On December 15, the FDIC approved a final rule to revise and modernize its regulations relating to brokered deposits. The final rule establishes a new framework for analyzing whether deposits made through deposit arrangements qualify as brokered deposits, including those between insured depository institutions (IDIs) and third parties, such as financial technology companies. Specifically, the final rule:
- Clarifies when a person meets the deposit broker definition in a way that provides clear rules by which banks and third parties can evaluate whether particular activities cause deposits to be considered brokered;
- Identifies a number of bright-line categories (called “designated exceptions” which include deposits where the agent has less than 25% of the total “assets under administration” for its customers; health savings accounts; deposits related to certain real estate and mortgage servicing transactions; certain retirement funds; and customer funds held for various regulatory, tax and other government purposes) for business arrangements that automatically satisfy the primary purpose exception; and
- Establishes a transparent application process for entities that seek a “primary purpose exception” but do not meet one of the “designated exceptions.”
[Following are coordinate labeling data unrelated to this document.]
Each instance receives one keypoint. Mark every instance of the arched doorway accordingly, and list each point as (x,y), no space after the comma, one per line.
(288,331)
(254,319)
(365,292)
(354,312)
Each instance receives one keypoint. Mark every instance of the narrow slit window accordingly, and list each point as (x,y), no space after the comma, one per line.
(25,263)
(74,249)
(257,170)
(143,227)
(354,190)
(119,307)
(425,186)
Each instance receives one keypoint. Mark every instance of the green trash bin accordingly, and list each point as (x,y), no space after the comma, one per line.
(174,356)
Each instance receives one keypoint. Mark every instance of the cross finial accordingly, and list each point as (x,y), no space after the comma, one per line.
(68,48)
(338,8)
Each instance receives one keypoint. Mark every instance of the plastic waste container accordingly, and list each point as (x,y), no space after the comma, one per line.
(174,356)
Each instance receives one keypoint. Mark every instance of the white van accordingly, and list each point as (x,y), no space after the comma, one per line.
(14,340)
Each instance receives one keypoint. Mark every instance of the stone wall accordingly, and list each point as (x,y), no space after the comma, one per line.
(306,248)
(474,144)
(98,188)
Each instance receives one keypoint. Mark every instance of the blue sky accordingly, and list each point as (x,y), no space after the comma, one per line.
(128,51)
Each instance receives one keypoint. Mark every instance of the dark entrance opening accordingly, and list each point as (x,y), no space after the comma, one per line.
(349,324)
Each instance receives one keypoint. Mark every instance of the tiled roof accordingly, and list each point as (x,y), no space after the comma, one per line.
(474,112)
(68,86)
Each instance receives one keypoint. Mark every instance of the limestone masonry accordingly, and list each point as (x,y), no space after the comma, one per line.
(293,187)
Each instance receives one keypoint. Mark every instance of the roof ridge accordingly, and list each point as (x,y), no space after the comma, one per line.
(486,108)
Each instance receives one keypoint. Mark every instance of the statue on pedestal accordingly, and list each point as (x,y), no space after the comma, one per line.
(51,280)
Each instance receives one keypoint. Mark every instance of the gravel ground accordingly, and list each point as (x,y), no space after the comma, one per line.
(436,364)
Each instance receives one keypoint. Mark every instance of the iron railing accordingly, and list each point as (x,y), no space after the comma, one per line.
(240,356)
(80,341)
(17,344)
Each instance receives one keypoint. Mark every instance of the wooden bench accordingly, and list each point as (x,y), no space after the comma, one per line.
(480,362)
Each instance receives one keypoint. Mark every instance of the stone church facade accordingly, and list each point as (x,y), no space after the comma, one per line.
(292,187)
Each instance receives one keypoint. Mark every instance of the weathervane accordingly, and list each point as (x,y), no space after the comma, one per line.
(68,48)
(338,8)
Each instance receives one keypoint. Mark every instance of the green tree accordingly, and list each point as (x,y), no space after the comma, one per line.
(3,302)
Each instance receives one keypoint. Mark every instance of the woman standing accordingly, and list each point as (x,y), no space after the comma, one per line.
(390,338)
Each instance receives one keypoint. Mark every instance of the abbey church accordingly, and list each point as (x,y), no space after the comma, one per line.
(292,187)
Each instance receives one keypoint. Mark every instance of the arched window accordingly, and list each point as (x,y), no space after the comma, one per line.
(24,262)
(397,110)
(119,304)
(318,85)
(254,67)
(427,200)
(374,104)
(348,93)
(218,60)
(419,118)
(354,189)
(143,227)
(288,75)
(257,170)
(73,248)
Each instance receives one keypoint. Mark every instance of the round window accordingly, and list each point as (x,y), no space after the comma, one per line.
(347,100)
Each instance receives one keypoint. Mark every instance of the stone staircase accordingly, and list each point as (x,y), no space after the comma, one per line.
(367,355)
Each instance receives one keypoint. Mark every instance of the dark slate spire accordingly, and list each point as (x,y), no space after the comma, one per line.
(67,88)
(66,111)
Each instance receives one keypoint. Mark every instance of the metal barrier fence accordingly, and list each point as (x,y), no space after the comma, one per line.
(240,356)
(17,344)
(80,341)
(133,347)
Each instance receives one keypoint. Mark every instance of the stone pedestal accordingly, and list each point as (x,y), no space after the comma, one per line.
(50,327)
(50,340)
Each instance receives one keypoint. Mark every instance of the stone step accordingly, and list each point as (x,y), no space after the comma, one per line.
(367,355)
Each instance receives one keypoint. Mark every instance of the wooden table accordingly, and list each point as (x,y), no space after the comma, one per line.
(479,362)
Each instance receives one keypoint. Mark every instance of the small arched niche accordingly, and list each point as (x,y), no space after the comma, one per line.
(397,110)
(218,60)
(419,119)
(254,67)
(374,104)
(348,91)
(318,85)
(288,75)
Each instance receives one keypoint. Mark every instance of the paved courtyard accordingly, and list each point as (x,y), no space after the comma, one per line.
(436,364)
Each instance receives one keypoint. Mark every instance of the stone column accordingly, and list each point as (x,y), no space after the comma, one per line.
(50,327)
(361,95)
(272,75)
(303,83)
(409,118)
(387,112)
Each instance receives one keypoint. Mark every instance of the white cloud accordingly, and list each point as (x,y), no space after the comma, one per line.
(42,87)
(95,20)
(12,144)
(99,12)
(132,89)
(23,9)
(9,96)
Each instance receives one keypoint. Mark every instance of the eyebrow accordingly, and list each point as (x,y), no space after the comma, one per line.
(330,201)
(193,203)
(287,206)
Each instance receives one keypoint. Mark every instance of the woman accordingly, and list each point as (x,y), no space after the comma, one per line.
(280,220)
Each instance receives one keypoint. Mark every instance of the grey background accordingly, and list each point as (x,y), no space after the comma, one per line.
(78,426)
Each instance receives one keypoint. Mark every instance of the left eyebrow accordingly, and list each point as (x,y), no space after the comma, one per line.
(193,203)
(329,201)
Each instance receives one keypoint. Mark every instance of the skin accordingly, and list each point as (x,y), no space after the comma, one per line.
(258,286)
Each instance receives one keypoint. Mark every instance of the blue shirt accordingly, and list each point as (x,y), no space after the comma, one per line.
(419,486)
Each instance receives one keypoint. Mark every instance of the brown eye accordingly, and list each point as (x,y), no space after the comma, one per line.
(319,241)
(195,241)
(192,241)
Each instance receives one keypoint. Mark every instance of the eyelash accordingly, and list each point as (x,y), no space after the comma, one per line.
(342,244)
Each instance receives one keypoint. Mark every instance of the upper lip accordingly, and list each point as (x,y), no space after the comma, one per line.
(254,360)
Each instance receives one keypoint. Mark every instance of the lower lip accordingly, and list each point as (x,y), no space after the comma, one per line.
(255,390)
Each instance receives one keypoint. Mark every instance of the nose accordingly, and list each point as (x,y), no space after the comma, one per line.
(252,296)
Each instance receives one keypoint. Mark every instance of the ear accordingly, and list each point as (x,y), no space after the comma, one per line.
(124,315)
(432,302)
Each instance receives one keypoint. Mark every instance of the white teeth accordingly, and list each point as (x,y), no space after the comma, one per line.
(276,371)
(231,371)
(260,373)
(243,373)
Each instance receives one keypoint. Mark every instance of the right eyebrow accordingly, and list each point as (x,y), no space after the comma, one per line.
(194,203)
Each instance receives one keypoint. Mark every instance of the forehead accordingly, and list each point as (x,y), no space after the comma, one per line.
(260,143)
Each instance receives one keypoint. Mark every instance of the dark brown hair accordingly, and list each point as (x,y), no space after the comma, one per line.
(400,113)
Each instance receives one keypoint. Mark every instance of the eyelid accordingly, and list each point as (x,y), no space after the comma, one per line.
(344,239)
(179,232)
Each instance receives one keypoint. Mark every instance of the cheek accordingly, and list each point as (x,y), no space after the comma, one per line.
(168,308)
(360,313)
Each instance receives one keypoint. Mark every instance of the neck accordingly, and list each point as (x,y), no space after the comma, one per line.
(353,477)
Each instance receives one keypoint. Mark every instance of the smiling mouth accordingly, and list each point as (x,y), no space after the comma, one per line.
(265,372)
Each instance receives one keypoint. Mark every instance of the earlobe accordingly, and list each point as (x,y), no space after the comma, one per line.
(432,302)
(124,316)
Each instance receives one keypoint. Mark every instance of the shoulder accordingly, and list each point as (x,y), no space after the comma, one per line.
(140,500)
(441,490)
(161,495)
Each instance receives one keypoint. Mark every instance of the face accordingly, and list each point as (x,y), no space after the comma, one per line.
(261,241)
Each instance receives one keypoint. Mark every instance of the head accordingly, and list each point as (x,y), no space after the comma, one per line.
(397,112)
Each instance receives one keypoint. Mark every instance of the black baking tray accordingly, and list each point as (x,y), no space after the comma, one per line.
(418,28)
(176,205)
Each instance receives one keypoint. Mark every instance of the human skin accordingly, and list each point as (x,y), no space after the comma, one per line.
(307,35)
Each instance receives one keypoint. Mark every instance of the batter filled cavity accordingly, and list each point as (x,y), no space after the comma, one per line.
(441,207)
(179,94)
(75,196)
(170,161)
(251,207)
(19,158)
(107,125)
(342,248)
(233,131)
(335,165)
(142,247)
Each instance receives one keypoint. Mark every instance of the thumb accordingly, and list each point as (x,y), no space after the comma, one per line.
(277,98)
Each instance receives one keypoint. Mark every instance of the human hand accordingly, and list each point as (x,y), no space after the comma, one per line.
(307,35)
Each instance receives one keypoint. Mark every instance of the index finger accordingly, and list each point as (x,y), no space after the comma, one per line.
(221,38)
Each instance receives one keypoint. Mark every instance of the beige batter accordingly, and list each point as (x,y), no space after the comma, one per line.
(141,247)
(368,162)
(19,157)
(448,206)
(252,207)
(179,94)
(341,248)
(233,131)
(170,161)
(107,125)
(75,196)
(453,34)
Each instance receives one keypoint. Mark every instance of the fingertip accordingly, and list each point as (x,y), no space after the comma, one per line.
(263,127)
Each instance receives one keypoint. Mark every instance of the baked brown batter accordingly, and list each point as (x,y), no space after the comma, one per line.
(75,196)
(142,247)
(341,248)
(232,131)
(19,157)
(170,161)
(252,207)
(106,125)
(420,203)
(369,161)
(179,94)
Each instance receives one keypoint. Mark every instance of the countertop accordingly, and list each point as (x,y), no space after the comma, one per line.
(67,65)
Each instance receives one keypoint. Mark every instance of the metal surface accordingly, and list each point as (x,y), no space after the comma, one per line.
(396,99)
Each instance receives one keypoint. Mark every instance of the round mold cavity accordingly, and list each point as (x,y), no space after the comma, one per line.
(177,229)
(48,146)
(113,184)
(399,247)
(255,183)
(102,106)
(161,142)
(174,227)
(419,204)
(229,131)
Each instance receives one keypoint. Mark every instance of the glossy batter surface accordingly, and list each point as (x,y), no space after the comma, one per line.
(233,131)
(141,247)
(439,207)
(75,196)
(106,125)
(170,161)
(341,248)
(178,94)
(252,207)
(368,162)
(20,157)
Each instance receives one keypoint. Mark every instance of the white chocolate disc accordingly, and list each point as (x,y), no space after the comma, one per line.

The final rule tracks the proposed rule, which was discussed in the December 18, 2019 edition of the Roundup, while providing additional relief in several key areas, notably replacing the proposed “information sharing” prong with a new, tailored prong that targets a specific active form of matchmaking. The rule also clarifies that a third party that has an exclusive relationship with only one bank – often seen between a fintech company and a partner bank – would not be captured by the deposit broker definition.
The final rule also amends the methodology for calculating the interest rate restrictions that apply to less than well-capitalized IDIs. Under the rule, the national rate cap will generally be the higher of (1) the average rate paid on deposits, plus 75 basis points, or (2) 120% of U.S. Treasury rates, plus 75 basis points. The rule becomes effective on April 1, 2021, with an extended compliance date of January 1, 2022.